Comme eux, environ 200.000 Camerounais, vivant principalement d'activités agro-pastorales, ont fui leurs villages proches du Nigeria pour se réfugier plus à l'intérieur des terres, où ils vivent dans la plus grande précarité.

Au moins "sept fermiers sur dix" ont laissé leurs champs dans cette région du Cameroun, selon le PAM. Pas moins de 4.500 hectares de terres ont ainsi été délaissées par de nombreux villageois craignant pour leurs vies, selon le ministère de l'Agriculture.

Au moins 135 éleveurs ont été tués par les djihadistes, laissant 82 veuves et 443 orphelins, selon un recensement non exhaustif datant de mai 2016.

Dans les zones où ils sévissent, les jihadistes tuent, volent du bétail et des céréales qu'ils consomment ou qu'ils revendent, rapporte Raymond Haman Dawaï, responsable du secteur de l'agriculture dans la région de l'Extrême-Nord.

"Il y a des personnes chez qui Boko Haram a volé 100, 200 voire 300 boeufs", confirme un officier de police ayant requis l'anonymat.

Rien que dans le secteur de l'élevage, les pertes directes liées à ces attaques étaient estimées en mai 2016 à près de 55 milliards de FCFA (83,8 millions d'euros), auxuqelles s'ajoutent 8,5 milliards de FCFA (près de 13 millions d'euros) de pertes pour la pêche, selon une enquête du ministère de l'Elevage et des Pêches.

Ces pertes prennent en compte la chute de la valeur commerciale des animaux, le vol, les tueries et le rapt du bétail, ainsi que la résurgence de certaine maladies animales imputable à l'insécurité entretenue par Boko Haram, selon l'enquête dont les résultats ont été consultés par l'AFP.

L'étude précise également que depuis 2012, Boko Haram a volé ou tué dans la région camerounaise plus de 29.000 bovins, plus de 19.000 petits ruminants et plus de 4.000 volailles alors que ses attaques ont provoqué la fermeture de 21 marchés à bétail, soit l'essentiel des points de vente existant dans la région.

Les enquêteurs chiffrent à 1.425 le nombre d'éleveurs victimes du vol et des tueries de leur cheptel. "Ce sont autant de vies brisées.
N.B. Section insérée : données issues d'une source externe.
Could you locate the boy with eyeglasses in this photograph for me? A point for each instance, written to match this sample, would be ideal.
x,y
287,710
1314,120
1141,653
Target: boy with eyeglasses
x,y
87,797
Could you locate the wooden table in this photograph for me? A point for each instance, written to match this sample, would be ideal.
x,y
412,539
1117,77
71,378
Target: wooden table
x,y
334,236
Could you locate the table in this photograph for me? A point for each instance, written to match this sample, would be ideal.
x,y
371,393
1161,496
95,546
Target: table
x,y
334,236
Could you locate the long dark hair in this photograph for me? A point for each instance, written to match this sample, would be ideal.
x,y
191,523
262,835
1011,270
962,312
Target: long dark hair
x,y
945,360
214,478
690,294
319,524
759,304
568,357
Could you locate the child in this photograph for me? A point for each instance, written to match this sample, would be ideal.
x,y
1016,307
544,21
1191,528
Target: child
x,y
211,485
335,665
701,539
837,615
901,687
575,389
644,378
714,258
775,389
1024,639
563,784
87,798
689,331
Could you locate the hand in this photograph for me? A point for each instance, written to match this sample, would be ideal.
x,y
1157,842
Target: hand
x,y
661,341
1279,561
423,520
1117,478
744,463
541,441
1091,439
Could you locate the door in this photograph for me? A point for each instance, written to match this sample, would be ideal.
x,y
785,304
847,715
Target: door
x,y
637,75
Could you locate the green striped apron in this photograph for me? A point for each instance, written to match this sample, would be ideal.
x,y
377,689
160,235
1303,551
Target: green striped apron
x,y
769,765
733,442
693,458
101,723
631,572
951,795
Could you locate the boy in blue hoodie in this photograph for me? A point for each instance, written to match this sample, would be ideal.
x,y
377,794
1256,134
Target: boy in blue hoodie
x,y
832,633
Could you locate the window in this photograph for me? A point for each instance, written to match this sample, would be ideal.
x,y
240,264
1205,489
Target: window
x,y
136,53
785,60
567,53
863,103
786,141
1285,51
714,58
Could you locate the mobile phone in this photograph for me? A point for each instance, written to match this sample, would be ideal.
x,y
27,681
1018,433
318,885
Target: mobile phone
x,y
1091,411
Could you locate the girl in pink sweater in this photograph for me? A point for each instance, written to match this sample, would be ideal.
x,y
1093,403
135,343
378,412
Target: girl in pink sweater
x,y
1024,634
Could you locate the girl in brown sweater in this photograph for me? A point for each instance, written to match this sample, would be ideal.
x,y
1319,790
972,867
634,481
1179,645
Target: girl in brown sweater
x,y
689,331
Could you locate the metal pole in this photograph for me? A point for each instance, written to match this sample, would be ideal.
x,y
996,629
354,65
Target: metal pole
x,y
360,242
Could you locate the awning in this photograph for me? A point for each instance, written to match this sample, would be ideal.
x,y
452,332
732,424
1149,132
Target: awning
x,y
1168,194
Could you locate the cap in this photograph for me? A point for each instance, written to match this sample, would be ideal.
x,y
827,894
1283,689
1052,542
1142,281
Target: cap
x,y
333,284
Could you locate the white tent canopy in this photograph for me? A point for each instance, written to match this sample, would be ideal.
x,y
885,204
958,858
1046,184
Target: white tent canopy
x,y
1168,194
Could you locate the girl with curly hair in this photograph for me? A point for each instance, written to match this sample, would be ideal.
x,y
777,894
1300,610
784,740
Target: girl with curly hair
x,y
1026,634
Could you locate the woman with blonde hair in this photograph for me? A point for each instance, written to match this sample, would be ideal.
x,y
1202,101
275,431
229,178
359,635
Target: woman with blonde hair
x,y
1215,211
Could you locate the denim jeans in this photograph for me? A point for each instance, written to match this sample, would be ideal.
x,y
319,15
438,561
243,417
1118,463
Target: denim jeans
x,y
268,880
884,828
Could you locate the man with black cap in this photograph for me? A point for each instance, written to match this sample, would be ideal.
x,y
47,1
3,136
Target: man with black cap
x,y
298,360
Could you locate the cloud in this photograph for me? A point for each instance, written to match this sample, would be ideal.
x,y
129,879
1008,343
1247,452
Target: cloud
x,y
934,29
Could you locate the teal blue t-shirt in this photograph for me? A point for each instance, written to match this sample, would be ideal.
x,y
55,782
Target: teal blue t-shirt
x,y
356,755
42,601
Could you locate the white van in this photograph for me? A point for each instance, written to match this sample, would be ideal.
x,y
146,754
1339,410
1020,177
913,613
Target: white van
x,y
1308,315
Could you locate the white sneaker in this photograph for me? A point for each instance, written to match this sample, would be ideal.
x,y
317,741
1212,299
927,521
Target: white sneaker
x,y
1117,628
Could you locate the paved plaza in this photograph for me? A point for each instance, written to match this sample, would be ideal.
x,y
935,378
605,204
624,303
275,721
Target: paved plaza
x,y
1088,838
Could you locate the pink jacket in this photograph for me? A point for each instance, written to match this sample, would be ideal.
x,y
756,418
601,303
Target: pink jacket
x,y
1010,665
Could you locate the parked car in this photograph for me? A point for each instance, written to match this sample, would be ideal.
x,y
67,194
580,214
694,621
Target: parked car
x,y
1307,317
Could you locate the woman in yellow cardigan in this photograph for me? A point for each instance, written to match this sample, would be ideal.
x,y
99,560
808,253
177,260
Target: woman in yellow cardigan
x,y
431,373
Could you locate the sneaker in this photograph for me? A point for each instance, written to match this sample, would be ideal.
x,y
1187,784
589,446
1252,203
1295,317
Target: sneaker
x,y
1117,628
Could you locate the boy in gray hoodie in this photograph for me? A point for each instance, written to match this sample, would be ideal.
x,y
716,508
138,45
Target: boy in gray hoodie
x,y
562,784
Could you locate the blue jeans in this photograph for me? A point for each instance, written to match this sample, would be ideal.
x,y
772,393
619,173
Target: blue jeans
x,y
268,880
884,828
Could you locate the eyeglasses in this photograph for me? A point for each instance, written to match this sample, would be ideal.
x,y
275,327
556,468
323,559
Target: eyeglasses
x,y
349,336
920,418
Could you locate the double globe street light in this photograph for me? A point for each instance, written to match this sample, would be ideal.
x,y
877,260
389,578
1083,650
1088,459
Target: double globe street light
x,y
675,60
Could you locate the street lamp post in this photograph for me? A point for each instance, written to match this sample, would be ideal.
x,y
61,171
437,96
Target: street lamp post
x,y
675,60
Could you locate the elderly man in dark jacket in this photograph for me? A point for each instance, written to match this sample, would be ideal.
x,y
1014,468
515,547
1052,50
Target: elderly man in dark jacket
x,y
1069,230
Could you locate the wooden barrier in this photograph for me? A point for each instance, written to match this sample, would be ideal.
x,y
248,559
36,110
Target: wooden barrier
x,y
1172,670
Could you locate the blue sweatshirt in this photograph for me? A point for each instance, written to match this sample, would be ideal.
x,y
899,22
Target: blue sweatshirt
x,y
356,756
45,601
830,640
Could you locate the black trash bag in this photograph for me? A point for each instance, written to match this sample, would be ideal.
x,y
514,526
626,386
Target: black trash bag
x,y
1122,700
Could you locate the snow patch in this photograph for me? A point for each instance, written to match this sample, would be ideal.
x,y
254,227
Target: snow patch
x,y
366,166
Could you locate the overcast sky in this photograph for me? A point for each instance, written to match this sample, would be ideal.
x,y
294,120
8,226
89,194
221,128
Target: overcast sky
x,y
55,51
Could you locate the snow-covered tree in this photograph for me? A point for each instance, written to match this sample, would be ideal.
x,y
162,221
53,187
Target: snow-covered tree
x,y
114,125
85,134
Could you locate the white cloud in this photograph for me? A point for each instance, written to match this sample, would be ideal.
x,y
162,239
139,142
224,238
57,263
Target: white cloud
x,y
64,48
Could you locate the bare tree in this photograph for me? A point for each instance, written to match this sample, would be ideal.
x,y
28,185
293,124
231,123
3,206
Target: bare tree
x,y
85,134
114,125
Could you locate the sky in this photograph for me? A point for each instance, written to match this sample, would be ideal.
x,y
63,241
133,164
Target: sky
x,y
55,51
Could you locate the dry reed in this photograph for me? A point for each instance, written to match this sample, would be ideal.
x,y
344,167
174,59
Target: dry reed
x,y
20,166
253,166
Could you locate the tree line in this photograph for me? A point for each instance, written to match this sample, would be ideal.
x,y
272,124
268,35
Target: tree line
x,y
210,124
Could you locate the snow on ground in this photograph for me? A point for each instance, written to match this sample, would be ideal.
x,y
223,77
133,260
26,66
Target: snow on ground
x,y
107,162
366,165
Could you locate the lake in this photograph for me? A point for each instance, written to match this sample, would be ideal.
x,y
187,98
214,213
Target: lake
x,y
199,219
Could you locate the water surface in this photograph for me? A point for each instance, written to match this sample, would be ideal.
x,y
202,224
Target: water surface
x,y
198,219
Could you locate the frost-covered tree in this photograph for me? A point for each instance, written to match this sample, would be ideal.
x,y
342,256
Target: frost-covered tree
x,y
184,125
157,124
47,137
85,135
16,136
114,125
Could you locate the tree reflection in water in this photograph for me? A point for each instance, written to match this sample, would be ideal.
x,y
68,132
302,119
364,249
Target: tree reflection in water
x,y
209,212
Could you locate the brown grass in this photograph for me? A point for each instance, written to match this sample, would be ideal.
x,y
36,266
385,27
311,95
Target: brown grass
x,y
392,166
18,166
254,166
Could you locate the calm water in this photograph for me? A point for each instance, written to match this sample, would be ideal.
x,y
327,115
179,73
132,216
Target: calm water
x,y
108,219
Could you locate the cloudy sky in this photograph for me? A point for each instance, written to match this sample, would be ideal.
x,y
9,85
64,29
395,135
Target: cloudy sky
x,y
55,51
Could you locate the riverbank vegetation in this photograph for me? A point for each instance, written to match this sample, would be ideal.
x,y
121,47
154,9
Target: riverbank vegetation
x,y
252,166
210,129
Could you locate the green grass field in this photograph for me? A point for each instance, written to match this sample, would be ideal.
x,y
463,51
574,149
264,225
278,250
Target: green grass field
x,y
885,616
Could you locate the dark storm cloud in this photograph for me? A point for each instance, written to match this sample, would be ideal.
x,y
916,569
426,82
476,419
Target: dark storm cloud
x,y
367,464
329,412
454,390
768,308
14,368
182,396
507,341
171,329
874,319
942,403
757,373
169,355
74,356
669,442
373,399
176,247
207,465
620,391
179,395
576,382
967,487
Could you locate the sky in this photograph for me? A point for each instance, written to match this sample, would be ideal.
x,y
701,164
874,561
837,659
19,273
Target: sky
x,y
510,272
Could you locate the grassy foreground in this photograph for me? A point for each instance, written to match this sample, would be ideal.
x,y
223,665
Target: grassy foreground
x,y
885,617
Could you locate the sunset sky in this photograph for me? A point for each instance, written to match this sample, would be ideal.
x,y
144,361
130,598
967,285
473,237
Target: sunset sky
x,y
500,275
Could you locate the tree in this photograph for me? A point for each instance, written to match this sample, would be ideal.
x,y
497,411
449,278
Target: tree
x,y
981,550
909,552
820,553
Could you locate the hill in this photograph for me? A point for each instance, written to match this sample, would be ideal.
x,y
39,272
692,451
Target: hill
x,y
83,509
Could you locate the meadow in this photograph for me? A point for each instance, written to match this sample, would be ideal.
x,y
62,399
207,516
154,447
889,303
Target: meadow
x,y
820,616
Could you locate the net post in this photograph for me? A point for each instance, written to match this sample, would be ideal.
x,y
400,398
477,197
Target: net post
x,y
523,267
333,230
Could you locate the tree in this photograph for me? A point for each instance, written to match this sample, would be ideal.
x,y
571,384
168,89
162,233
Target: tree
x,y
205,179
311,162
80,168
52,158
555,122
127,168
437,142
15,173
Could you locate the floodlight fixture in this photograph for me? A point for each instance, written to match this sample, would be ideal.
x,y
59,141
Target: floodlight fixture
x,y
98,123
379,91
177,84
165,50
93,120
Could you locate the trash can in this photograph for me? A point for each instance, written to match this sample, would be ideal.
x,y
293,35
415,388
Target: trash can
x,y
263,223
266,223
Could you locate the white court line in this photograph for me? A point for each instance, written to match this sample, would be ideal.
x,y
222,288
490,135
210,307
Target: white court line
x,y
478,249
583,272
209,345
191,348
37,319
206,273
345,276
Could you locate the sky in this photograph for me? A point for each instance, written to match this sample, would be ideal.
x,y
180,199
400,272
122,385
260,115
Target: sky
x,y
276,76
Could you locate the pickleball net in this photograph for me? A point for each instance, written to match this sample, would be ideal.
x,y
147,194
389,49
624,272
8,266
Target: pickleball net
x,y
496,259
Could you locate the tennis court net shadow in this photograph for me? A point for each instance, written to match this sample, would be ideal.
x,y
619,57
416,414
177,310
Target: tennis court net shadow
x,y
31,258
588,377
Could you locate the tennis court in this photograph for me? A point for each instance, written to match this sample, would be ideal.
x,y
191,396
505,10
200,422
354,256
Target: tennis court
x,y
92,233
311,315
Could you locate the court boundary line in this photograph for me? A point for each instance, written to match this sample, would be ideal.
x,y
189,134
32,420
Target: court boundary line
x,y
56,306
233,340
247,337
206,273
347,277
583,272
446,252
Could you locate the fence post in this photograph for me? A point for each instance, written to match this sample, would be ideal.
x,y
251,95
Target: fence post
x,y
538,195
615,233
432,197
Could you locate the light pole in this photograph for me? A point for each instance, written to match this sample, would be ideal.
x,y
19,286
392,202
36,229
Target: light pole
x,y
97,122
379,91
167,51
C'est aussi la faim qui s'est installée et l'impossibilité pour les acteurs du secteur agro-pastoral de se rendre dans leurs exploitations", commente sous couvert d'anonymat un responsable du ministre de l'Elevage.

Les exactions de Boko Haram ont également anéanti les activités de pêche dans la zone du lac Tchad. "Même si la crise venait à être jugulée aujourd'hui, il faudrait du temps pour que les gens se relèvent", commente ce même responsable.

Une délégation du Conseil de sécurité a commencé vendredi au Cameroun une tournée dans les quatre pays riverains du lac Tchad (Cameroun, Tchad, Niger et Nigeria) théâtres des exactions de Boko Haram. "Nous venons pour montrer qu'il ne s'agira plus jamais d'une crise négligée", a promis l'ambassadeur du Royaume uni membre de cette délégation.